Comment les parents arrivent vers vous ?
Il existe trois types de cas de figure. Certains parents viennent nous voir sur les recommandations de leur pédiatre ; d’autres parce que l’école où l’enfant est scolarisé les y a poussés ; enfin, mais il s’agit d’une minorité, quelques-uns viennent de leur propre chef.
Au Pays Basque Sud, les enfants avec autisme sont donc scolarisés ?
Oui, à la différence de la France, où les enfants sont mis à part, ce qui, du reste, est proprement condamnable.
Dans la mesure du possible, mieux vaut que les enfants avec autisme soient en contact avec d’autres enfants sans autisme. Cela leur permet de développer leurs compétences. Par exemple, les enfants avec un autisme léger sont scolarisés avec les autres enfants et bénéficient d’un accompagnateur en permanence. C’est un droit qui existe au sein de la Communauté autonome basque et qui a été épargné par les réductions de postes.
Comment se passent l’accueil et le suivi des enfants ?
Lorsqu’ils arrivent, les enfants passent des tests durant trois mois avec les différents psychologues. Tout se fait à travers le jeu. De longues discussions d’accompagnement aux familles encadrent ces tests. La finalité est de savoir quel est le degré d’autisme dans chacun des trois types d’autisme [voir encadré ci-contre].

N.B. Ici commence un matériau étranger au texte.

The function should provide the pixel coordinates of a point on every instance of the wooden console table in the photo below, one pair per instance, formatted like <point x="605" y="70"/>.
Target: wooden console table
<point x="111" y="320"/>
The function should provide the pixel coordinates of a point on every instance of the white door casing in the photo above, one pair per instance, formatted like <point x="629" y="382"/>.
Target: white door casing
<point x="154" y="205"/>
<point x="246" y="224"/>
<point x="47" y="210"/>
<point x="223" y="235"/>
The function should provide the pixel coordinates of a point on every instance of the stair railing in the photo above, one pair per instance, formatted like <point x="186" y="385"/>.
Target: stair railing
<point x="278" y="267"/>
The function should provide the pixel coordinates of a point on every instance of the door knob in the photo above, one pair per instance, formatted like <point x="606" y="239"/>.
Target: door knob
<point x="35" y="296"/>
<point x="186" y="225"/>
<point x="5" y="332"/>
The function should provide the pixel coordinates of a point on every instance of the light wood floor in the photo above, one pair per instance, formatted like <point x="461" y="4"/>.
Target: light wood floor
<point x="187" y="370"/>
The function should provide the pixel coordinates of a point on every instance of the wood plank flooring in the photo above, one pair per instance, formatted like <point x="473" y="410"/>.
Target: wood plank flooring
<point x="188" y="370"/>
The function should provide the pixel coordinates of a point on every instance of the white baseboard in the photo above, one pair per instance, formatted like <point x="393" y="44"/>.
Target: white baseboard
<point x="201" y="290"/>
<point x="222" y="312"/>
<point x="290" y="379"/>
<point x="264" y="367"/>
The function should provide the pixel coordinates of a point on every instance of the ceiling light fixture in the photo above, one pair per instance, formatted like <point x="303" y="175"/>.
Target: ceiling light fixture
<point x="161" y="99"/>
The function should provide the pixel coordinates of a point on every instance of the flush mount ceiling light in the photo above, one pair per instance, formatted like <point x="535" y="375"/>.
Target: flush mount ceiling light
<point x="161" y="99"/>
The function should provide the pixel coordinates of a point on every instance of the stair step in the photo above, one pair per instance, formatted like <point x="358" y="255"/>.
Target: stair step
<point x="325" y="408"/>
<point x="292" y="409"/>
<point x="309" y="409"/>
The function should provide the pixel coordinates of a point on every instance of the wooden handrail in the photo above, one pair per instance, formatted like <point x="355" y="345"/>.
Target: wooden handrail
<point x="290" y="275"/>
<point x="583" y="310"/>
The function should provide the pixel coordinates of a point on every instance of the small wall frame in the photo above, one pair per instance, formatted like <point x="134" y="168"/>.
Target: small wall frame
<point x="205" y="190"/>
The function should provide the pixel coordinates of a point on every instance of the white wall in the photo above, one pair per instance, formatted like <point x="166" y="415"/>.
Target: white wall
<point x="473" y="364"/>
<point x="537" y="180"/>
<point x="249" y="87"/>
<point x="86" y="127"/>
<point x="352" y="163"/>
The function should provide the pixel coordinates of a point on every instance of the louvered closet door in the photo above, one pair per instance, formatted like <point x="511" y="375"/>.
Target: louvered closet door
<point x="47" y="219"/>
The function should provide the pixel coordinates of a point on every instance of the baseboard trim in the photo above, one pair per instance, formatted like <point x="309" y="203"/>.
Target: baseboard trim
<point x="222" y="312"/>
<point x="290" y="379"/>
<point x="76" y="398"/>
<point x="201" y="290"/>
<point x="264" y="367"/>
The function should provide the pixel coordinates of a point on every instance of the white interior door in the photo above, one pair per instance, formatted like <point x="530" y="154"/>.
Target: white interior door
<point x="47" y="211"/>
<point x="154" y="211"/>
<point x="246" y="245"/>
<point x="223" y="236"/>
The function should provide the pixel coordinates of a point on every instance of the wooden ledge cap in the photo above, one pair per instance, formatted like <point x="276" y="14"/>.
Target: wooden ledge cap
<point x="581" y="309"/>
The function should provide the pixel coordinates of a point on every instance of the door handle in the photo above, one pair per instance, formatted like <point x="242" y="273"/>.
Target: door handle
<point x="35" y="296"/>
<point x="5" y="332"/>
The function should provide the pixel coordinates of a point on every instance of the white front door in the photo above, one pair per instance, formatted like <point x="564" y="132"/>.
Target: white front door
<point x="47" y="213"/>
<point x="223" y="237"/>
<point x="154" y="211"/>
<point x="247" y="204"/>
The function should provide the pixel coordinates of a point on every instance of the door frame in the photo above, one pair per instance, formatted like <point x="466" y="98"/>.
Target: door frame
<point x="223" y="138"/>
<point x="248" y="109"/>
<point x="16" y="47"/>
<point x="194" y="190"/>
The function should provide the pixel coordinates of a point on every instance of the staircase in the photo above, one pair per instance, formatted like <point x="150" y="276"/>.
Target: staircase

Dans un deuxième temps, les enfants ont un ou deux rendez-vous hebdomadaires d’une heure avec les pédopédagogues. Je tiens à dire que c’est vraiment trop peu vu l’étendue de ce qu’il faudrait faire. Mais c’est déjà mieux qu’ailleurs. Chez nous, toutefois, ce qui fait défaut, c’est un travail plus approfondi au domicile familial. Cela se fait dans certains pays et permet d’apporter des réponses à des problèmes concrets que les familles rencontrent au quotidien.
Quels sont les résultats que vous obtenez ?
Cela dépend bien entendu du degré d’autisme : chaque cas est spécifique. Reste que les personnes avec autisme ne sont pas des gens qui veulent rester dans leur bulle. Ils ont seulement une façon différente de la nôtre d’appréhender le monde.